Two writers. Twelve characters. Twenty-five issues. One epic story. My ass. There is no way this shit was seriously planned out, and if it was, those involved are fucking incompetent. The title started out as a multitude of concurrent serials, and when that proved untenable, they switched one or two characters dominating and some subplots. Fifteen issues of this book were wasted building up D’Kay for a wimpy final battle in fantasy land before the Martian Manhunter creative team pissed off to take over Batman and Robin. The Reverse Flash, Jade, Hawk, Max Lord and Osiris were resurrected by contrivance because writers on other series wanted to use them for unrelated stories. Even the stars of this series are just spinning their wheels until the big finale and they get their solo books. Instead of inventing new life complications for Hawkgirl, how about explaining (or at least mourning) the existence of Kendra Saunders. Aside from commanding dead fish, Aquaman couldn't be more divorced from what appears to be the unifying plot. Martian Manhunter at least took a break from his lame arc to drag Green Arrow into this mess. Firestorm has had the most purpose with regard to the over-arc, but that's only amounted to retreading the zombie heroes of Blackest Days and twiddling thumbs until everybody else catches up. I think by issue eighteen, we can rule out all these disparate elements coming together in a satisfying, sensible conclusion. Instead, mark your calenders for the clusterfuck, where we'll learn who gets off the island and how many clues were just shell game distractions.

Brightest Day #19 (DC, 2011, $2.99)
I'm sure new readers are coming on three-quarters of the way in, so how about a recap of shit we know to well and some cryptic dickery from the White Lantern entity. Also, let's have Ivan Reis draw all of this issue, so he can overextend himself and have his art suffer for it at times. Of course, the rest of the time he's a four color orgasm, so slap my mouth and call me Mary.

I want to like the Aquaman story, but after all this wasted time, I can't get it up. I'm not sure if its worse if the "Aquawar" does or does not tie in to the over-arc. I'm just tired of the umpteen-jillionth variation on the "Atlanteans attack the surface" trope. Oh hey, how does a teenage boy living a seemingly unexceptional (if not outright sad) life who has just discovered aquatic powers managed to dominate experienced soldiers with comparable powers? I know we take for granted that aquatic bad guys are fish-stink pussies, but honestly, do you think you could take on more than a couple of Hydra troops at once?

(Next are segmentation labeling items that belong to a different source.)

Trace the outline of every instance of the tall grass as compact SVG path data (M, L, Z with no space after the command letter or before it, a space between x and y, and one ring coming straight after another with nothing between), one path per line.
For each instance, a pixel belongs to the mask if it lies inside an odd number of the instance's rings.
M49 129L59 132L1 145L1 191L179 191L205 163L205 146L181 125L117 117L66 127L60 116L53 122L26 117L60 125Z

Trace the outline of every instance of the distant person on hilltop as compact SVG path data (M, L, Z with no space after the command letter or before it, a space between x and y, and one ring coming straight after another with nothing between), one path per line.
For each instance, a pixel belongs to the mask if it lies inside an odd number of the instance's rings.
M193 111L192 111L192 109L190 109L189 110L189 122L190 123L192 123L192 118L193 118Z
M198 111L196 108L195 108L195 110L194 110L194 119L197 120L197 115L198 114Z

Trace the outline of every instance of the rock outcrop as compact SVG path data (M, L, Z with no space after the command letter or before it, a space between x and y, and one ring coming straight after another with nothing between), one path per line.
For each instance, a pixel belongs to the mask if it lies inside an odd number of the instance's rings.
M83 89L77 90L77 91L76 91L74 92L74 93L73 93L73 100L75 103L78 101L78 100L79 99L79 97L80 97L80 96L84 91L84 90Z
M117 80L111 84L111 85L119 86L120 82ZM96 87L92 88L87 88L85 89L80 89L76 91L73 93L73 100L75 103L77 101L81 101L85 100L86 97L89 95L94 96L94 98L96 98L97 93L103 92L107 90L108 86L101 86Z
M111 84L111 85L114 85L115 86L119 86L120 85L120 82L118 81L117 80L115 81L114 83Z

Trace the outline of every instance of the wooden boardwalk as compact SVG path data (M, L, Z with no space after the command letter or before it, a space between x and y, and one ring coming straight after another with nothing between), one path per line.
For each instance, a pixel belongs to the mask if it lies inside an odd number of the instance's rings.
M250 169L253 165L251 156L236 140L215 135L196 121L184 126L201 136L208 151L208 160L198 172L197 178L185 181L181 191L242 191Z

There was an "oh shit" moment at the end of this issue. The correct answer is "new regeneration powers." That, or everybody gets their turn at being dust...

1 comment:

LissBirds said...

When I grow up I'm going to be just like you, Frank. I can see it coming.

I think you're being too optimistic which (if any) solo books come out of this. I was thinking they'd just integrate the resurrected heroes into the relevent ongoing series. Wait, never mind. They'll want to make us buy a whole bunch of new books and hype how amazing and exciting they'll be.